Regulatory reforms on Islamic Bank licensing, Shari’ah governance and taxation have been instrumental in making the Philippines an attractive site for Islamic banking, according to the Bangko Sentral ng Pilipinas (BSP).
“The reforms convey to the market that the country fosters an open and competitive financial system that is also Shari’ah compliant and principles-based. This is consistent with our efforts to foster financial inclusion and a high quality of life for Filipinos,” said BSP Governor Benjamin E. Diokno.
The BSP has issued policies to implement the Islamic Banking Law and the provisions on Islamic banking under the Bangsamoro Organic Law.

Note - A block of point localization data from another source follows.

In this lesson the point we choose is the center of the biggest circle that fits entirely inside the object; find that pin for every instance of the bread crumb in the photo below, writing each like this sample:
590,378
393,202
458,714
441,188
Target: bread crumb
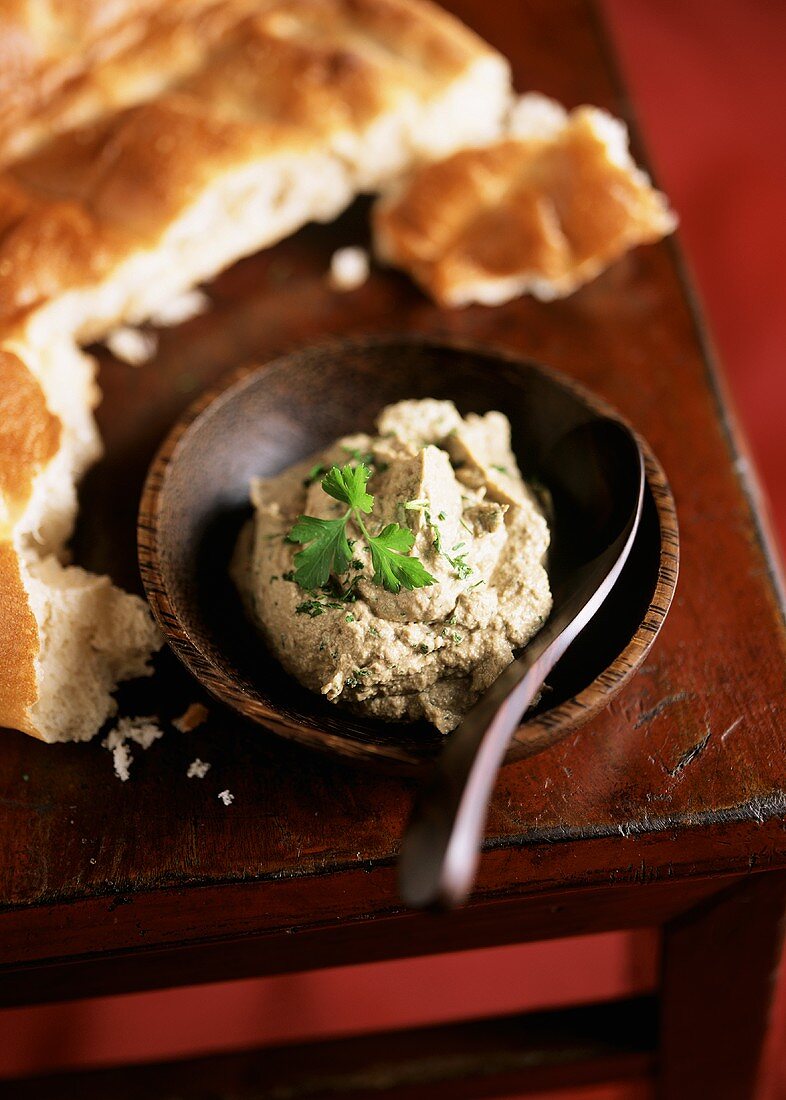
194,715
142,730
181,308
131,345
198,769
349,268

These are Circular No. 1069 on the Guidelines on the Establishment of Islamic Banks and Islamic Banking Units, which is aligned with the BSP’s risk-based licensing framework; and Circular No. 1070 on the Shari’ah Governance Framework, which provides for decentralized compliance wherein adherence to Shari’ah principles will be the responsibility of the Islamic bank.
The Bureau of Internal Revenue, on the other hand, issued Revenue Regulation No. 17-2020, which provides that Islamic banking transactions shall not be taxed more heavily nor more lightly than conventional transactions.
Aside from these, the BSP revealed that regulations in the pipeline will cover liquidity, reporting, and capital adequacy and leverage ratios for Islamic banks or Islamic banking windows. The BSP’s Supervisory Assessment Framework will also be adopted for Islamic banks.
“Islamic Banking is for Muslims and non-Muslims alike, as it is seen to appeal to investors who may want to diversify their portfolios,” said the Governor.